Fortunately, the women came out with their pails then, and the foreman came with them. He measured out the milk with his fine half-litre measuring cup with the long handle. Christa curtseyed to him and hurried off, as he licked the tip of his pencil and made a note in the account book of how much milk she had received.
Her eyes were wild with frenzied turmoil as she looked up at the veiled disk of the moon. What she had heard that day had turned her life completely upside down.
But the more she mulled it over, the easier it was for her to accept that Frank wasn’t her real father. It was shameful, of course, practically unbearable, but she couldn’t help the fact that she liked the idea. Hadn’t she always thought that there couldn’t be two people who were more different than her and her father?
She needed to know more.
Of, course she couldn’t mention anything to Frank. That wouldn’t do, and he probably didn’t know anything. But she had to go to Linden Avenue.

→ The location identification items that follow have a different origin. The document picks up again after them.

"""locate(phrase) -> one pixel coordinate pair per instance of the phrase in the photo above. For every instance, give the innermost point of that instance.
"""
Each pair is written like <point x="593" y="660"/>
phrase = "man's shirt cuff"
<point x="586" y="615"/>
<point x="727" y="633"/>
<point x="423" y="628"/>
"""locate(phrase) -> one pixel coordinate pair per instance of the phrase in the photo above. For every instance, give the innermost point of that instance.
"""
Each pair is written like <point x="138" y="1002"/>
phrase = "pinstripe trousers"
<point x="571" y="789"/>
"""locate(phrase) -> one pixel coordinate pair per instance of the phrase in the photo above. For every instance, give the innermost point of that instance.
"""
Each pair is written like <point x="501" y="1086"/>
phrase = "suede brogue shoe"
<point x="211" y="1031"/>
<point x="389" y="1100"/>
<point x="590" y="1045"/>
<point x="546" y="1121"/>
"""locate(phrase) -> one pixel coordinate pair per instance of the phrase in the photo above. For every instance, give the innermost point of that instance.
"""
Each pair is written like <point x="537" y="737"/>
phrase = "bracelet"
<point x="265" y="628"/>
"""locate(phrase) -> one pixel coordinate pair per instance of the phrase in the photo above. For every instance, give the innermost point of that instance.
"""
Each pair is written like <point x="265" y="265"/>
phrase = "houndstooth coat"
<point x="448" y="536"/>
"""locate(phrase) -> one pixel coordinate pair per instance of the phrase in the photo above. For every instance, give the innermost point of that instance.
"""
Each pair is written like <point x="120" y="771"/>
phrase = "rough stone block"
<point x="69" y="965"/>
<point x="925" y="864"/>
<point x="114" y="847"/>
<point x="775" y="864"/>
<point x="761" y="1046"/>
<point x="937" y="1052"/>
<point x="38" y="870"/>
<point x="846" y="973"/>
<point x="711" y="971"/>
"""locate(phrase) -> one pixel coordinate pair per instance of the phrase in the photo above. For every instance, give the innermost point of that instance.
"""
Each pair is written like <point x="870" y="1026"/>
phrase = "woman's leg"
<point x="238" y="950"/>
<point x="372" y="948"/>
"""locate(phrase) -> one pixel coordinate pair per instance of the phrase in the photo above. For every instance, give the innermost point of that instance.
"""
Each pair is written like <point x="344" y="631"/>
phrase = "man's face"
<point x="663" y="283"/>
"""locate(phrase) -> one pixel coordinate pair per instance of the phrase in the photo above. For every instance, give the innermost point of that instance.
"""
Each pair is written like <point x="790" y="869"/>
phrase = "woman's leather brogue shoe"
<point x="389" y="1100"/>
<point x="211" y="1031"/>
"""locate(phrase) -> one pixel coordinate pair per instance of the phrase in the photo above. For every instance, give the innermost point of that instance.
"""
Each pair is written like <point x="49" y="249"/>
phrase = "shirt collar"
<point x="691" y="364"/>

There was no doubt that the thought of an unknown father struck her as romantic. She felt a ticklish sensation of excitement alongside a nagging sense of sorrow. She had suddenly become another person, she felt.
For a moment she was a little angry with the other Ice People. Why hadn’t they said anything? She resigned herself to the thought that they probably had good reason for it.
Oh, but she didn’t really believe in the idea of having a supernatural father! But just knowing that she had a father other than Frank was a pleasant thought. For she and he were so utterly different in their tastes and ways of being and in what they valued in life.
So now it was a matter of getting to Linden Avenue. She had to go there now. Go down there and confront them.
So that’s what you wanted with me, she thought, glancing at the moon. To prepare me for the fact that my life was about to be turned upside down. That I would have to start thinking in a different way.
Yes, well, I’ll have to brace myself for whatever is yet to come. Perhaps you have something terrible to tell me about my birth? That my father was mad and is in a straitjacket? Or sitting in jail?
Well, no matter what, he’s bound to be more exciting than Frank, she was tempted to add.
Ugh! How unfair she was being towards him! Poor Frank, who was so kind and so ill!
It was strange that for most of her life she had never thought of him as anything other than Frank and not as “Father”. Yes, when she was addressing him she called him “Father”, but when she mentioned him to others she never referred to him as her father. It was as though she just couldn’t get herself to do it.